Jobs was being considered for a presidential appointment to the President's Export Council of George Bush Sr. in 1991.
The document opens with several pages of personal information including Jobs' residences, employers and social security number. After initial biographical information, the document specifies the purpose of the investigation. Here's what it says:
The Bureau has been requested to conduct an expedite background investigation of the above-captioned subject, who is being considered for presidential appointment. You are requested to check appropriate indices based upon available information covering subject, employment, and all close relatives. It is requested that the results of your check, whether positive or negative, be indicated in the spaces below, and relayed to the special inquiry unit [REDACTED] ..., via routing slip marked 'urgent.'
The background check reveals several facts about Jobs' life including the fact that he was the subject of a bomb threat in 1985. It also specifies that the failure of the LISA computer was not intentional, and that the class action suit brought against Apple because of a failed product is fairly common in Silicon Valley.
An FBI source, whose name is redacted in the file, told the FBI, the company and Jobs acted in good faith and were not able to predict what would happen after the LISA was introduced.

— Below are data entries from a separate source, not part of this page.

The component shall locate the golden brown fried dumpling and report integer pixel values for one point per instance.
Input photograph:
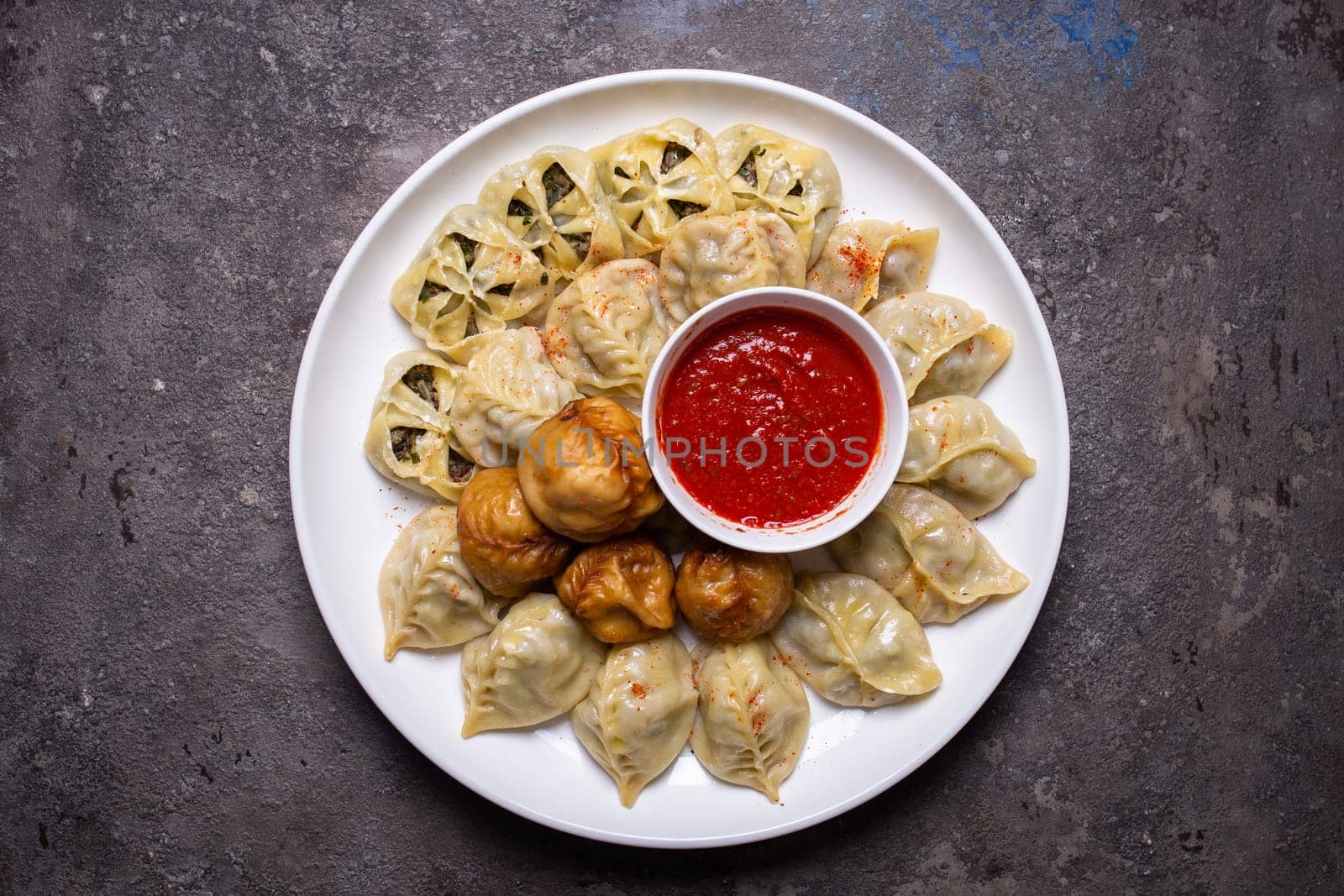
(584, 472)
(427, 591)
(554, 204)
(795, 181)
(729, 594)
(622, 589)
(658, 176)
(506, 546)
(753, 716)
(638, 714)
(869, 261)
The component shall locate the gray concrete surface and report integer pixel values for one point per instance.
(178, 183)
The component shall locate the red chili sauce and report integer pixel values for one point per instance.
(764, 385)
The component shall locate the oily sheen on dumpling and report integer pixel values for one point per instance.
(658, 176)
(869, 261)
(961, 452)
(472, 275)
(924, 329)
(409, 437)
(507, 390)
(555, 207)
(638, 712)
(604, 331)
(428, 595)
(752, 720)
(537, 664)
(795, 181)
(927, 555)
(853, 642)
(709, 257)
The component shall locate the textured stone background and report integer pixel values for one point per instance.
(178, 184)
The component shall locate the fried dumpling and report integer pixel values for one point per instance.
(853, 642)
(428, 595)
(960, 450)
(506, 390)
(659, 175)
(555, 207)
(537, 664)
(869, 261)
(585, 474)
(927, 555)
(605, 329)
(922, 329)
(709, 257)
(795, 181)
(409, 437)
(638, 712)
(504, 544)
(752, 720)
(474, 275)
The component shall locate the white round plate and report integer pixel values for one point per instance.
(347, 515)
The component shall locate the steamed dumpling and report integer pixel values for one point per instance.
(507, 390)
(474, 275)
(853, 642)
(604, 331)
(659, 175)
(753, 715)
(409, 437)
(927, 555)
(867, 261)
(554, 204)
(960, 450)
(924, 331)
(968, 367)
(428, 595)
(712, 255)
(797, 181)
(537, 664)
(638, 712)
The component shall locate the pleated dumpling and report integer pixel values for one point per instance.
(605, 329)
(554, 204)
(922, 329)
(752, 720)
(638, 712)
(709, 257)
(537, 664)
(927, 555)
(968, 367)
(869, 261)
(795, 181)
(853, 642)
(960, 450)
(506, 390)
(428, 595)
(656, 176)
(409, 437)
(472, 275)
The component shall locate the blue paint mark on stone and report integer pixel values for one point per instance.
(1106, 38)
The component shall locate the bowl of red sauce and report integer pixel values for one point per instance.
(776, 419)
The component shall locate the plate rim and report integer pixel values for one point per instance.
(322, 320)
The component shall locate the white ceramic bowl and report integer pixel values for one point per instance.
(882, 469)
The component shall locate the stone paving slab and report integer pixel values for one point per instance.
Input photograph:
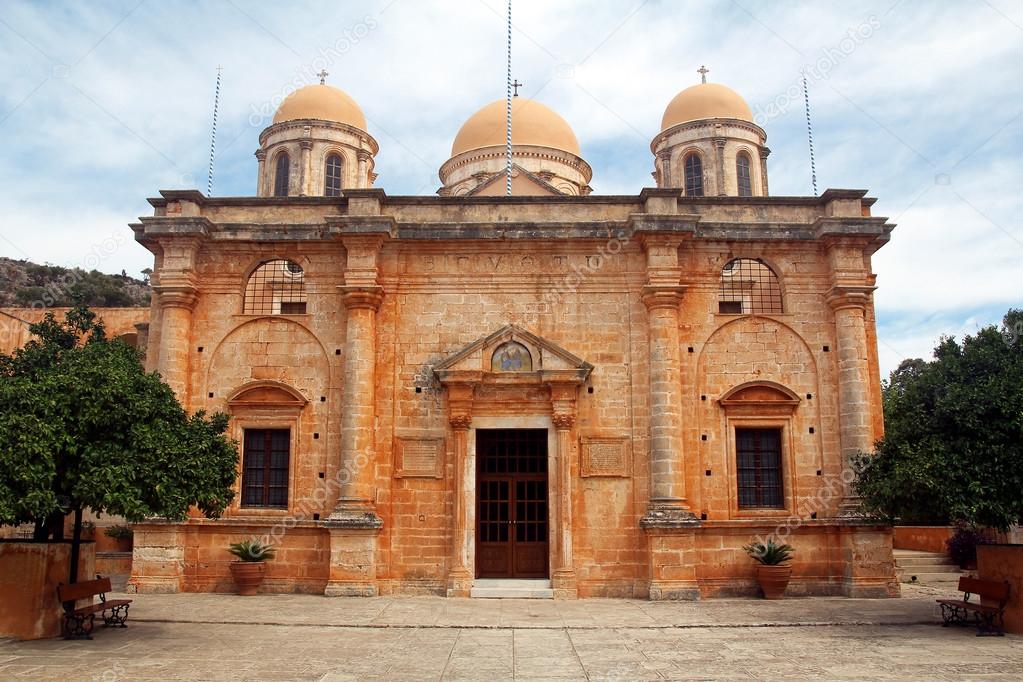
(917, 605)
(224, 637)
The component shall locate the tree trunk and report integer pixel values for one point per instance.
(76, 547)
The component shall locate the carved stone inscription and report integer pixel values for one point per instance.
(605, 457)
(418, 457)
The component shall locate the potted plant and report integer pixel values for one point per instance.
(122, 535)
(251, 566)
(771, 575)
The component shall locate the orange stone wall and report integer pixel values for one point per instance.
(439, 294)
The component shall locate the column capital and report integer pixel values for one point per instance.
(177, 296)
(663, 297)
(356, 298)
(842, 297)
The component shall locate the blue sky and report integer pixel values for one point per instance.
(104, 103)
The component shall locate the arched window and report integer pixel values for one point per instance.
(743, 174)
(280, 175)
(276, 287)
(749, 286)
(331, 183)
(694, 175)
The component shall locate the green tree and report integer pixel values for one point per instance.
(953, 434)
(82, 424)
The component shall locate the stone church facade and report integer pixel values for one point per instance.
(613, 394)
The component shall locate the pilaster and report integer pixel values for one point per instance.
(663, 296)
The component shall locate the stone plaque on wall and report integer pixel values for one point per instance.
(418, 457)
(606, 457)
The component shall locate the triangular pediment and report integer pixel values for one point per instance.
(524, 183)
(513, 351)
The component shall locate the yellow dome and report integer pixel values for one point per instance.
(707, 100)
(321, 102)
(532, 123)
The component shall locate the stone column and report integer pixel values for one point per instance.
(719, 163)
(849, 304)
(664, 162)
(362, 181)
(663, 296)
(305, 177)
(564, 578)
(261, 173)
(354, 525)
(176, 305)
(763, 170)
(358, 413)
(459, 582)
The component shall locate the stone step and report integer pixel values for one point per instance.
(496, 588)
(922, 561)
(930, 578)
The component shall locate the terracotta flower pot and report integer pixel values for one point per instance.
(248, 576)
(773, 580)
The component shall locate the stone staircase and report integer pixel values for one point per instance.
(925, 567)
(500, 588)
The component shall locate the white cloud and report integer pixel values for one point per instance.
(101, 105)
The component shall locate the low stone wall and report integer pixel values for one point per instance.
(831, 558)
(30, 573)
(923, 538)
(1005, 562)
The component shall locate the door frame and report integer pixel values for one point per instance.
(471, 500)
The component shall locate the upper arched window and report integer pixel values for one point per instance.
(276, 287)
(743, 174)
(694, 175)
(281, 172)
(749, 286)
(331, 175)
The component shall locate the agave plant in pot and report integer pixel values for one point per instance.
(251, 566)
(771, 574)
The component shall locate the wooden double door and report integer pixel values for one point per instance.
(512, 525)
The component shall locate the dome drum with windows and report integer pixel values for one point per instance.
(709, 144)
(317, 145)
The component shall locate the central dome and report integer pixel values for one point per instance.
(532, 123)
(707, 100)
(321, 102)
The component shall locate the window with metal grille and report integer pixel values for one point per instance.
(694, 175)
(281, 173)
(332, 176)
(749, 286)
(743, 174)
(264, 468)
(758, 467)
(276, 287)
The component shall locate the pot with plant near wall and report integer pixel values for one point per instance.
(772, 575)
(251, 566)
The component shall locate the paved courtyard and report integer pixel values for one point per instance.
(296, 637)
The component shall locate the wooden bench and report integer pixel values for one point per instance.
(79, 622)
(988, 619)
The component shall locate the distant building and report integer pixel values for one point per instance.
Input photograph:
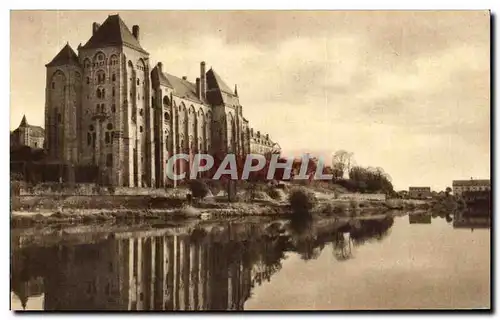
(419, 192)
(262, 144)
(461, 186)
(27, 135)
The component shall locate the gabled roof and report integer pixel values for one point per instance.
(113, 32)
(218, 83)
(182, 88)
(23, 123)
(36, 131)
(66, 56)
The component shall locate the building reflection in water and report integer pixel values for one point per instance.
(472, 219)
(201, 269)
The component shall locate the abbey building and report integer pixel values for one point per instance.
(106, 106)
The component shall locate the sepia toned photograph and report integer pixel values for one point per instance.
(230, 160)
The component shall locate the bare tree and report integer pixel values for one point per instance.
(343, 161)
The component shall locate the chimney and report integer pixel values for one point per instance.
(135, 31)
(203, 81)
(198, 90)
(95, 27)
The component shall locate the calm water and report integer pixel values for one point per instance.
(418, 261)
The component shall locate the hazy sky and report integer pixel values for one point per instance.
(405, 91)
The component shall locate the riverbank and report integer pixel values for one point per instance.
(71, 210)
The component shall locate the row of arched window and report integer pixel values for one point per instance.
(100, 60)
(101, 77)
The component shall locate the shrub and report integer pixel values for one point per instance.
(274, 193)
(215, 186)
(302, 201)
(198, 188)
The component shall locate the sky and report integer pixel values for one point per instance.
(407, 91)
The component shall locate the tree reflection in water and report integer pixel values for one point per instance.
(209, 267)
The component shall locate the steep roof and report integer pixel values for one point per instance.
(23, 123)
(35, 131)
(66, 56)
(182, 88)
(218, 83)
(113, 32)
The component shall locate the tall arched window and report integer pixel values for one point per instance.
(101, 77)
(113, 60)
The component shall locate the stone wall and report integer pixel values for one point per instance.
(362, 196)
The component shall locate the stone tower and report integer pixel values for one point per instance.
(62, 105)
(116, 123)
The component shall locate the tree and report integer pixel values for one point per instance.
(342, 162)
(448, 191)
(302, 201)
(198, 188)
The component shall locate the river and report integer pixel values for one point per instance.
(385, 262)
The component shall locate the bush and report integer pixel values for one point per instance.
(198, 188)
(302, 201)
(274, 193)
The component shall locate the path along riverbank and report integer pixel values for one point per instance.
(30, 210)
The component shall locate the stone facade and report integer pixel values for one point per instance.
(107, 106)
(27, 135)
(262, 144)
(461, 186)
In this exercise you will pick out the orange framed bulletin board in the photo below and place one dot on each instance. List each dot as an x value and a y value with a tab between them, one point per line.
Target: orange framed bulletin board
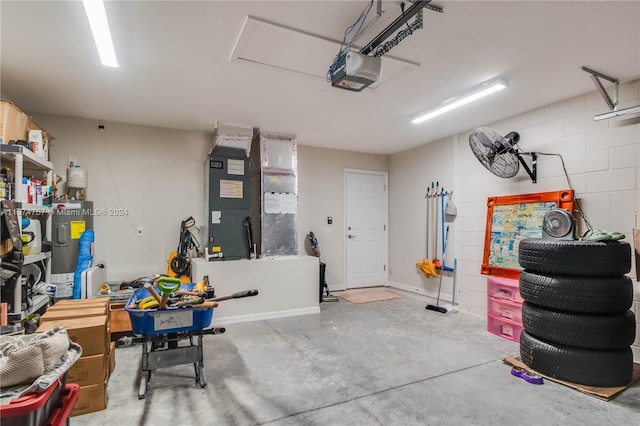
511	219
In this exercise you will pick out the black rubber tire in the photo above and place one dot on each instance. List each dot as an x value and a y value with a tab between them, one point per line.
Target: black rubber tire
599	332
589	295
582	366
574	257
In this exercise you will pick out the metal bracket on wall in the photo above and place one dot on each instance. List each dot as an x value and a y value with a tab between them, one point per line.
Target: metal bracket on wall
415	9
611	103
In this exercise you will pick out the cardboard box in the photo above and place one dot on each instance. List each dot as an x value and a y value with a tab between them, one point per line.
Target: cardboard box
120	319
92	398
89	370
112	357
89	332
14	124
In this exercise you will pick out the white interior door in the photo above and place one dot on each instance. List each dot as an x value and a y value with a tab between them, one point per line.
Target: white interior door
366	229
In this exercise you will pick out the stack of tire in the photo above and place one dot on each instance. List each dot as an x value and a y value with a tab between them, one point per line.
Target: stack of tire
576	318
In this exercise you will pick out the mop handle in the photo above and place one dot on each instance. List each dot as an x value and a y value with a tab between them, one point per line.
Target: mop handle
442	208
442	268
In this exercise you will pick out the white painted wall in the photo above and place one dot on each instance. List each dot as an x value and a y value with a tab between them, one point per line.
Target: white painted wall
412	172
153	173
602	159
156	175
321	194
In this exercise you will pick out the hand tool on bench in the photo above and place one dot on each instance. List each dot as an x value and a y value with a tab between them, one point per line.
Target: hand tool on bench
237	295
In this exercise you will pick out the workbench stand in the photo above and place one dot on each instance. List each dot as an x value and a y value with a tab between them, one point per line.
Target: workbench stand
162	350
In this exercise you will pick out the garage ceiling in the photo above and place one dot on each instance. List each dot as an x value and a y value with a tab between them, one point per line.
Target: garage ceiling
188	65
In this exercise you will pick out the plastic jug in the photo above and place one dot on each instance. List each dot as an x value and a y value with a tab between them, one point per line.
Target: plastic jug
31	237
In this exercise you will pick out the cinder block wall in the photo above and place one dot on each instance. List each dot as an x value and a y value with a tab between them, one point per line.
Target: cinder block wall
603	162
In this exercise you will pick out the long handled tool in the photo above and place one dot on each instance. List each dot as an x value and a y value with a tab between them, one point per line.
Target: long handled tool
428	223
435	226
442	194
437	307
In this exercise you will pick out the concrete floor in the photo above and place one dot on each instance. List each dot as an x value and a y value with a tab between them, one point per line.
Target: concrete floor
382	363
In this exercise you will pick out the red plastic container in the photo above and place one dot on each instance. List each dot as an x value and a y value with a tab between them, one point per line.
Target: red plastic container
32	409
61	414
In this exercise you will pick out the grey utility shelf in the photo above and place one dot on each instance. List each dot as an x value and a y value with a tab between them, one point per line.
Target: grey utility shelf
23	160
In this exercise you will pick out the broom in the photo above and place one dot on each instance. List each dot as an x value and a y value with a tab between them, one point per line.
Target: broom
437	306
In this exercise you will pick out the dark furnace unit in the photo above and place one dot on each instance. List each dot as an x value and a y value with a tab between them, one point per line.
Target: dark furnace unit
227	234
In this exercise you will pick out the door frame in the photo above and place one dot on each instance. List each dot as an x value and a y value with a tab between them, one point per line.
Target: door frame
386	232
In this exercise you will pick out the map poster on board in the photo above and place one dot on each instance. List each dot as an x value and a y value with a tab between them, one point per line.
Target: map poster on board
511	219
510	224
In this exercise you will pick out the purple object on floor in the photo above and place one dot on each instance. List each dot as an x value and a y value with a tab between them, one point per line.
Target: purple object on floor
530	378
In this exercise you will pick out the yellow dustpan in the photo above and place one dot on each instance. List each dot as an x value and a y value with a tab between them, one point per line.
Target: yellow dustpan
427	268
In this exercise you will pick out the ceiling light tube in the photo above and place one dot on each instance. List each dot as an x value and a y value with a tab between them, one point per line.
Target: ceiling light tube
478	92
100	28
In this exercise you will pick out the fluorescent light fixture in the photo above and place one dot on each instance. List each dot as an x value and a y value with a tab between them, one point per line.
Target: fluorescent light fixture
100	28
476	93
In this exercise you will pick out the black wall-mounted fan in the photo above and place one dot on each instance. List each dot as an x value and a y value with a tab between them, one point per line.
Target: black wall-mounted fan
499	154
558	224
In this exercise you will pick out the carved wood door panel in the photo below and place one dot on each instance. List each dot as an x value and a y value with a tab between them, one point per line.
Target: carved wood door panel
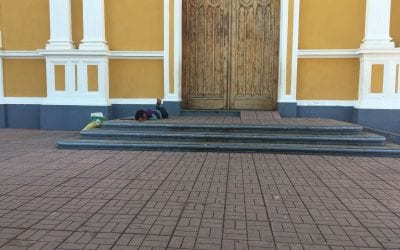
230	54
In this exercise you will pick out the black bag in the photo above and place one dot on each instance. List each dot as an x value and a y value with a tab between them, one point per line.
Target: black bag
164	112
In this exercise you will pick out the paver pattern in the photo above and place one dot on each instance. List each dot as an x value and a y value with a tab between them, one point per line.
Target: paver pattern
64	199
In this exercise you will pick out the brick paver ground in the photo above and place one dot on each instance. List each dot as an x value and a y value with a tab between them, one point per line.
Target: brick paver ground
61	199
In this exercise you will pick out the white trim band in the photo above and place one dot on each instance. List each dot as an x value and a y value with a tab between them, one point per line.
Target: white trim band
327	103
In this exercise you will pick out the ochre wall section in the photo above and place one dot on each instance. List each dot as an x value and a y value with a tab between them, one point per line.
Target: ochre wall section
395	22
331	24
135	24
328	79
136	79
30	83
25	24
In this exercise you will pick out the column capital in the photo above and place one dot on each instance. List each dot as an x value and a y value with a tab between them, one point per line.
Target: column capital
94	37
60	25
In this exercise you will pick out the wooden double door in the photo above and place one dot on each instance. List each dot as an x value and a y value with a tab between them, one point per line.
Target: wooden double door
230	54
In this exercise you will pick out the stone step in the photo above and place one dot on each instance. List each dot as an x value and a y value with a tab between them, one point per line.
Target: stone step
389	149
271	137
340	128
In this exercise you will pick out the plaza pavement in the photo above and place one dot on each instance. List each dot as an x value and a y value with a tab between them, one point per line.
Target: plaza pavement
61	199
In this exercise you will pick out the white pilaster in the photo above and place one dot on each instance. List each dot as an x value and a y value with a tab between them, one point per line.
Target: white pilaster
295	49
167	95
94	34
284	29
283	45
1	82
377	25
178	49
60	25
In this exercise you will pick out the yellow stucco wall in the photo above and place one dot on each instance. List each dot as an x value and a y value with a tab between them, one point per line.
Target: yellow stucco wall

In other interviews, all contained in the 191-page document, Jobs was portrayed as a manipulative person. On page 38 of the document, the FBI wrote:
Several individuals commented concerning past drug use on the part of Mr. Jobs. Several individuals questioned Mr. Jobs' honesty stating that Mr. Jobs will twist the truth and distort reality in order to achieve his goals. They also commented that, in the past, Mr. Jobs was not supportive of [REDACTED] (the mother of his child born out of wedlock) and their daughter; however, recently has become more supportive.
The document goes into detail about Jobs departure from Apple Computers, Inc., citing differences in management style and philosophy between himself and [REDACTED] of the company. This is presumably John Sculley, whose stressed relationship with Jobs is chronicled in the Steve Jobs biography written by Walter Isaacson.
There are several instances in the document where Jobs is considered to be of good moral character and good character and integrity. Many of the subjects interviewed said that they could recommend Jobs as a government employee in good faith.
We're still trudging through this lengthy document, but as far as we can tell, this is extremely similar to the Walter Isaacson biography of Jobs. The FBI even went as far as gathering information about Jobs' reality distortion field. The fight with Sculley and the lack of support for his daughter Lisa are all things most Jobs fans have read about before.